Personal information
- Full name: Edward Maurice Dowson
- Born: 21 June 1880 Weybridge, England
- Died: 22 July 1933 (aged 53) Hele House, Ashburton, Devon, England
- Batting: Right-handed
- Bowling: Slow left-arm orthodox

Domestic team information
- 1900–1903: Cambridge University cricket team
- 1900–1903: Surrey County Cricket Club

Career statistics
| Competition | First-class |
| Matches | 113 |
| Runs scored | 5,047 |
| Batting average | 29.17 |
| 100s/50s | 8/29 |
| Top score | 135 |
| Balls bowled | 8,549 |
| Wickets | 357 |
| Bowling average | 23.94 |
| 5 wickets in innings | 23 |
| 10 wickets in match | 3 |
| Best bowling | 8/21 |
| Catches/stumpings | 61/– |
- Source: CricInfo, 27 April 2023

= Edward Dowson (cricketer, born 1880) =

English cricketer

Edward Maurice Dowson (21 June 1880 – 22 July 1933) was an English cricketer for Cambridge University and Surrey. During a first-class cricket career which spanned from 1900 until 1913, he played 113 matches as an all rounder, scoring over 5,000 runs including eight centuries, as well as taking 357 wickets with slow left-arm orthodox spin bowling. He also played for the Marylebone Cricket Club, and toured overseas with various representative teams including Lord Hawke's tour of Australia and New Zealand in 1902–03. His father, also named Edward Dowson, also played for Surrey, and his great-grandson Ed Carpenter played briefly for Durham MCC University.

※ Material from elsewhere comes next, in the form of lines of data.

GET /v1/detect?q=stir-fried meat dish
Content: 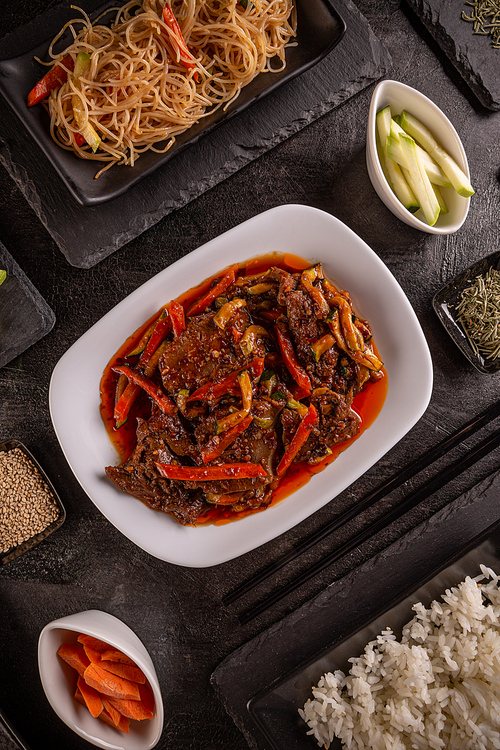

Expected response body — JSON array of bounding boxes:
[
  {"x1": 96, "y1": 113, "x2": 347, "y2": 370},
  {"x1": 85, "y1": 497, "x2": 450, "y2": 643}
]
[{"x1": 101, "y1": 265, "x2": 384, "y2": 524}]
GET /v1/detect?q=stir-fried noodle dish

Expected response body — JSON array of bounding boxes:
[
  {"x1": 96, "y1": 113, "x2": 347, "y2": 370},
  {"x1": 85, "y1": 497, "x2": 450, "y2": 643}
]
[{"x1": 28, "y1": 0, "x2": 296, "y2": 172}]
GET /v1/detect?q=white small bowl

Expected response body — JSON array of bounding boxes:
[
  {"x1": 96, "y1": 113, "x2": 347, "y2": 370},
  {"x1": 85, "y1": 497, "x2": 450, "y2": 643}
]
[
  {"x1": 38, "y1": 610, "x2": 163, "y2": 750},
  {"x1": 366, "y1": 81, "x2": 470, "y2": 234}
]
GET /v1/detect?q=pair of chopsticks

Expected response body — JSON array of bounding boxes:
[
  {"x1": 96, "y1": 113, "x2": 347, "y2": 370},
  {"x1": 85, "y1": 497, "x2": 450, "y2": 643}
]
[{"x1": 222, "y1": 401, "x2": 500, "y2": 625}]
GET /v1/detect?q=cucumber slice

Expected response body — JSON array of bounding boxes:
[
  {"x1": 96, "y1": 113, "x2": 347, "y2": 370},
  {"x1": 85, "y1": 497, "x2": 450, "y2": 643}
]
[
  {"x1": 431, "y1": 182, "x2": 448, "y2": 214},
  {"x1": 399, "y1": 135, "x2": 440, "y2": 227},
  {"x1": 73, "y1": 52, "x2": 90, "y2": 80},
  {"x1": 386, "y1": 119, "x2": 452, "y2": 187},
  {"x1": 376, "y1": 106, "x2": 420, "y2": 213},
  {"x1": 71, "y1": 52, "x2": 101, "y2": 153},
  {"x1": 397, "y1": 110, "x2": 474, "y2": 198}
]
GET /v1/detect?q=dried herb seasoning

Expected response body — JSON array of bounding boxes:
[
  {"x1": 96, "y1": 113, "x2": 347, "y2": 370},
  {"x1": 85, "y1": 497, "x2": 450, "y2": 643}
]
[
  {"x1": 462, "y1": 0, "x2": 500, "y2": 49},
  {"x1": 456, "y1": 268, "x2": 500, "y2": 359}
]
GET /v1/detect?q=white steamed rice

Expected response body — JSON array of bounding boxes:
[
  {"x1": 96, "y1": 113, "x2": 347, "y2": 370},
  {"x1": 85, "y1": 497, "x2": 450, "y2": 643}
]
[{"x1": 299, "y1": 565, "x2": 500, "y2": 750}]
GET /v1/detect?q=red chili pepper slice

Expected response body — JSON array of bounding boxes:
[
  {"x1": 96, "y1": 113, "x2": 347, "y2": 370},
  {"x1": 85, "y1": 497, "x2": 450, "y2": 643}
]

A successful all-rounder, Dowson scored over a thousand runs and 99 wickets in the 1901 season; a thousand runs and 76 wickets the following year, and another thousand runs and 42 wickets in 1903. He also took 80 wickets during a single tour of the West Indies in the winter of 1901–02.

His first-class career ended in 1903 with the final match of the 1903 County Championship, however Dowson was invited back by the Marylebone Cricket Club in 1913 to play his final first-class game when the MCC played Cambridge University at Lord's. Dowson was living at Hele House in Ashburton, Devon when he died aged 53.